Apa yang berbeda dari Teori Nilai Canonist (dibandingkan dengan teori marginalis
berbasis utilitas) adalah sentralitas yang dianggap berasal dari waktu kerja masyarakat dalam
memberikan nilai "nyata" pada sebuah komoditas dan dalam menerjemahkan nilai
sebenarnya ke dalam pertukaran komoditas atau nilai relatif. Mendampingi penekanan pada
produk ini, sebagai sumber nilai, merupakan penolakan keras kepala untuk memberikan
permintaan konsumen dan utilitas subyektif mengenai status determinan nilai dan harga (ibid,
hal 11).
Mercantalist theory of value
Pertumbuhan perdagangan pedagang memulai transisi besar dalam konsep nilai.
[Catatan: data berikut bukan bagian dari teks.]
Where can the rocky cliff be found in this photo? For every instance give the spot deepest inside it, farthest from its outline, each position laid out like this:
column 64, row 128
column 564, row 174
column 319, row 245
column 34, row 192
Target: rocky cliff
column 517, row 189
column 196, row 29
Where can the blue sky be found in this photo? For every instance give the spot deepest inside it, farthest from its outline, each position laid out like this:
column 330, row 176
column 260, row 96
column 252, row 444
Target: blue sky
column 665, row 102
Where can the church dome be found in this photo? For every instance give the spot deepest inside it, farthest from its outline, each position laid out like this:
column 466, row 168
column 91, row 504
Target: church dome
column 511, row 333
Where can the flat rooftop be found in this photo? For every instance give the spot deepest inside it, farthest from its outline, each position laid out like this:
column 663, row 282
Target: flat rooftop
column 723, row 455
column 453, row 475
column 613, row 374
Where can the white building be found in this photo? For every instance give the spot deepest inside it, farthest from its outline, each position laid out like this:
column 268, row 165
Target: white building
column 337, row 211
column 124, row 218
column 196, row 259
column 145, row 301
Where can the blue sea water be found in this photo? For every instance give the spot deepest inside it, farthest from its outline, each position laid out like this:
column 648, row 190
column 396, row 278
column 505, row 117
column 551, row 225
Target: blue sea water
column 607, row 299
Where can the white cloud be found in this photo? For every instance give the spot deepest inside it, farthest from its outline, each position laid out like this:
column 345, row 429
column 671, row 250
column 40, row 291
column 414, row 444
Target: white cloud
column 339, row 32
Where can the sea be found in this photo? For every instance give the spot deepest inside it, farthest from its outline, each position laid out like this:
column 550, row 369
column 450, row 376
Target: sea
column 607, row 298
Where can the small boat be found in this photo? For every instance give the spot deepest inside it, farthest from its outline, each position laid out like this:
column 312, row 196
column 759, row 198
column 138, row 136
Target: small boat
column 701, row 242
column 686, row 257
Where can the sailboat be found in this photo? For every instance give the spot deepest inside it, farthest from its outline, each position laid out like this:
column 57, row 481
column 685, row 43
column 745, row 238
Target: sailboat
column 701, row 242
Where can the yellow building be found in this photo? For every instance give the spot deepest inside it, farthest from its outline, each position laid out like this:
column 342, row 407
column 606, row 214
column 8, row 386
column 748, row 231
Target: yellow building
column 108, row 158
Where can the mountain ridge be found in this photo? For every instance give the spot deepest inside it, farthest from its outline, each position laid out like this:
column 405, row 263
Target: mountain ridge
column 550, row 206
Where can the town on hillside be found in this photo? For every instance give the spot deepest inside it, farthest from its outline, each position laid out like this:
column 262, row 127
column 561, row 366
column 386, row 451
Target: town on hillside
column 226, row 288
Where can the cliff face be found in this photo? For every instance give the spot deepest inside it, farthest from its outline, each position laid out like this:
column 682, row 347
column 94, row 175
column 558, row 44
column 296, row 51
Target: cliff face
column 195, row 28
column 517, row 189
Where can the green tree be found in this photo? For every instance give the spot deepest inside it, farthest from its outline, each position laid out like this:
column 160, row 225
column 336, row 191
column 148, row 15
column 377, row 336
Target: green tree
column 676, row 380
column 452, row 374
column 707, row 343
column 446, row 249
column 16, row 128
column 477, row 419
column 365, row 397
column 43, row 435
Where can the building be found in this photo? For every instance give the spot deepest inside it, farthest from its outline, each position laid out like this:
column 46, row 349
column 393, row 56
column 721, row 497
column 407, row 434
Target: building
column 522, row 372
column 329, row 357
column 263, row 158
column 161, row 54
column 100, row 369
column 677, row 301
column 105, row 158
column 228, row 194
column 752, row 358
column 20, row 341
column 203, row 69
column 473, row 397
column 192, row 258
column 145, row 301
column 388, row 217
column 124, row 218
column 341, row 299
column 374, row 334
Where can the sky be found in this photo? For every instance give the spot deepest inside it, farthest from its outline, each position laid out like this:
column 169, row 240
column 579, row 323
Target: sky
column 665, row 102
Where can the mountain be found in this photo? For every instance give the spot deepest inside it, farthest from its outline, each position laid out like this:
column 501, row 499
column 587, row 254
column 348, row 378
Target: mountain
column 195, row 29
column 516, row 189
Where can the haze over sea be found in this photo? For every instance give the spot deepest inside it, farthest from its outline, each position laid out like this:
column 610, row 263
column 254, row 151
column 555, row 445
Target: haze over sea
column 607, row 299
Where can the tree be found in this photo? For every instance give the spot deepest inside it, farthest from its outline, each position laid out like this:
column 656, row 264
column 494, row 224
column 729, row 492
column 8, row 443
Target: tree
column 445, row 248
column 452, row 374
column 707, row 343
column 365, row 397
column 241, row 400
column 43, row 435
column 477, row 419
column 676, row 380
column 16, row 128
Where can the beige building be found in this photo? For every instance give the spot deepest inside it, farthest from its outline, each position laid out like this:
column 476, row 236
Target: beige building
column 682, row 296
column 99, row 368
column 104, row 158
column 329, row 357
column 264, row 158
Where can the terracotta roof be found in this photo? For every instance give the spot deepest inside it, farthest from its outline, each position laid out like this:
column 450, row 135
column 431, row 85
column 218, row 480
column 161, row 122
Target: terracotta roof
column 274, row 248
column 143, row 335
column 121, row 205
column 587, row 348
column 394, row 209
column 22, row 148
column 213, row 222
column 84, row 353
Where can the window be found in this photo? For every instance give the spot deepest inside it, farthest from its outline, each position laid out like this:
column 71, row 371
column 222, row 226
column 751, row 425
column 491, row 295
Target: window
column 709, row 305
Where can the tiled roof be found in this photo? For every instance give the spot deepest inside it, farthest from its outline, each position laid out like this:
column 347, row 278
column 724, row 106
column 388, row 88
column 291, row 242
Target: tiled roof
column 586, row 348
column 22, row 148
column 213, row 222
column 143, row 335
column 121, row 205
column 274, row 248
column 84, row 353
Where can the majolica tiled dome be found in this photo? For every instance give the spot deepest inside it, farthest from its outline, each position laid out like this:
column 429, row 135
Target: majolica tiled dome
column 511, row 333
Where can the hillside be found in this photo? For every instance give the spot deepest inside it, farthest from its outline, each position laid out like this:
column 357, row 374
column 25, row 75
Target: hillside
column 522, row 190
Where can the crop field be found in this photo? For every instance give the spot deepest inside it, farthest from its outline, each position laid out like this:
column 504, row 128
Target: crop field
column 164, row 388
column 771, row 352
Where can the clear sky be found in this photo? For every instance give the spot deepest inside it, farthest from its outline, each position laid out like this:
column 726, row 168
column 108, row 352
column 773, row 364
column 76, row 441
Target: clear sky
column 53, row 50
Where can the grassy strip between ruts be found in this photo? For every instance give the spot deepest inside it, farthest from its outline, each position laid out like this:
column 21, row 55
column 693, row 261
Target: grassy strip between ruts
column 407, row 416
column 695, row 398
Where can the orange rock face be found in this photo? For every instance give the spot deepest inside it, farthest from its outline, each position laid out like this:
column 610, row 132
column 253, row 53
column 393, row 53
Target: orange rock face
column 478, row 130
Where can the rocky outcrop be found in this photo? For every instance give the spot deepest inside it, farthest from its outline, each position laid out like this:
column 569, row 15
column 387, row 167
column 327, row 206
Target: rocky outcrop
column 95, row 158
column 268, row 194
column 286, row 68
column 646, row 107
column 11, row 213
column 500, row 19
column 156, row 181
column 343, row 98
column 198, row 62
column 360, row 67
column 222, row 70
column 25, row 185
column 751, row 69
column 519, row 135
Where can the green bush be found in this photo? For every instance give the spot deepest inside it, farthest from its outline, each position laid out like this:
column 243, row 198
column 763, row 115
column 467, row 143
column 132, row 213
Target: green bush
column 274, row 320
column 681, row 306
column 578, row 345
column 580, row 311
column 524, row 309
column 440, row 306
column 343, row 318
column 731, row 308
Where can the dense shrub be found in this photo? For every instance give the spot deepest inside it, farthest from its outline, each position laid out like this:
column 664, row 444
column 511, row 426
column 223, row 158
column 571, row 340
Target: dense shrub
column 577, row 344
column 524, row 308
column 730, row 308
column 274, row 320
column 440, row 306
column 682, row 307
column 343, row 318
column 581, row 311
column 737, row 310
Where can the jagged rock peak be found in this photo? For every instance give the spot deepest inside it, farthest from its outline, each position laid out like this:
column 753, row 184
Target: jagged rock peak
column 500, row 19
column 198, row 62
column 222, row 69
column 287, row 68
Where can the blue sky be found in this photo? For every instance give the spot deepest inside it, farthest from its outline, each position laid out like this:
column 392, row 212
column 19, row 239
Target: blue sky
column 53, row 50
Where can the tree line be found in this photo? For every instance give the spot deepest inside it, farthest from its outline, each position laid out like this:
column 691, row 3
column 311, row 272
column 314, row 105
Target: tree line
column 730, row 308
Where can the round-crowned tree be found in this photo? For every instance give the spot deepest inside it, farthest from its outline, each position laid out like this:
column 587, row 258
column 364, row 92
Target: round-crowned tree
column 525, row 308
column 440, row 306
Keterlibatan Gereja sangat ambigu dan kontradiktif dalam transisi ini, yang mencerminkan
investasi beratnya dalam tatanan feodal (melalui kepemilikan tanah, misalnya) dan, pada saat
yang sama, kepentingan menguntungkan yang berkembang dalam ekstraksi bijih dan
perdagangan (Tigar & Levy, 1978).
Secara bertahap, para ahli teori skolastik mulai mengartikulasikan sebuah konsep nilai
yang lebih sesuai dengan minat pedagang berkembang yang mendominasi struktur sosial
baru. Untuk menanggapi kebutuhan untuk memperluas perdagangan dan perdagangan
(terutama kebutuhan akan keuntungan para pedagang dan pedagang untuk diakui sebagai
"adil"), para ilmuwan mundur dari basis harga Canonist yang berorientasi biaya, dan
mendefinisikan ulang " Hanya "dalam hal apa yang disebut pendekatan harga konvensional.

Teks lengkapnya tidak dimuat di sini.